The European reaction to the immigrants shouldn’t surprise anyone. Europe has a long history of immigration controls to keep the people they consider “riff raff” from polluting European culture.
But wasn’t America supposed to be different from Europe? Don’t we hear the word “exceptional” bandied about sometimes? What is exceptional about being like European countries and like every other country around the world?
It wasn’t always that way, of course. When our nation was established and for some 100 years afterward, our political and economic systems were entirely different from those of Europe. For example, no income tax, IRS, Social Security, Medicare, Medicaid, welfare, minimum wage laws, public schooling, drug laws, foreign aid, standing army, military industrial complex, national-security state, Pentagon, foreign bases, CIA, NSA, and … immigration controls!
That’s right — no immigration controls, except for a cursory tuberculosis inspection at Ellis Island.
That’s what I call exceptional!
Take a look at this photo of immigrants in the Mediterranean: https://www.shrc.org/en/wp-content/uploads/2015/04/Migrant-Boat-Deaths-03.jpg
Would you like to know how our American ancestors described those types of people? Here it is:
Give me your tired, your poor,
Your huddled masses yearning to breathe free,
The wretched refuse of your teeming shore.
Send these, the homeless, tempest-tost to me,
I lift my lamp beside the golden door!”
Sound familiar? That’s because it comes from the inscription on the Statue of Liberty.
Our American ancestors said, “We’re not interested in your rich, pompous, self-important citizens. Send us those who you consider riff-raff. Those are the one we want.”
I’d say: That’s pretty exceptional! In fact, it’s one of the reasons that people all over the world — especially the poor — marveled at the United States and the American people. Americans were different. They were exceptional.
As reflected by the fantastic speech on the Fourth of July 1821 by John Quincy Adams, our American ancestors declared to the world:
We understand that bad things happen all over the world. There are wars, civil wars, tyrants, oppression, famines, starvation, strife, chaos, and crises. But we will not send armies overseas to help you with death and destruction. Instead, we will build a model society of freedom here at home. If you are able and willing to escape, just know that there is one country that you can come to that will not forcibly return you to your countries. Also know that this is a free country, one where you will be on your own and where the government will not take care of you.

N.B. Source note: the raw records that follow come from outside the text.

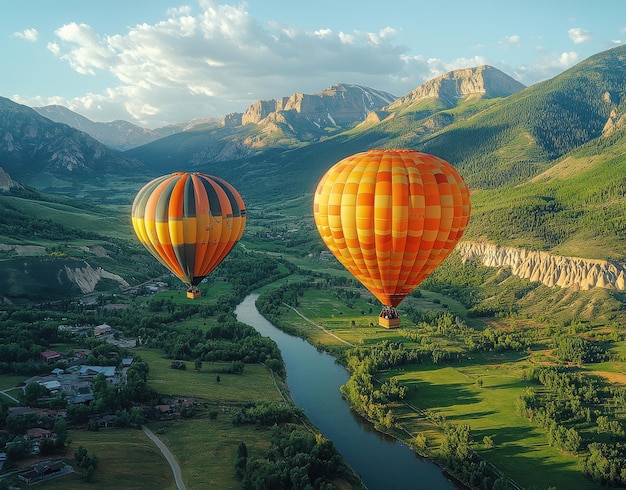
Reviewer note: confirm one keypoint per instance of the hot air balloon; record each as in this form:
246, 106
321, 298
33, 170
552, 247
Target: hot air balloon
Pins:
391, 217
189, 222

Modern-day Americans have turned the founding principles of our nation upside down. Today’s Americans say to the world:
We will send our massive armies to help you with bombs, missiles, bullets, troops, ships, and planes. We will wreak death, destruction, chaos, and crisis in your lands. The survivors of all this mayhem will live in a paradise of peace, prosperity, and harmony. But if things don’t work out as planned, don’t even think of coming here without following the rules and going through 10-15 years of a bureaucratic application process. If you do try to come, we will forcibly return you to your countries or worse. We certainly don’t want you stealing our governmental welfare because that’s for us.
Do you notice any difference in systems? Remind me again: Which one is exceptional?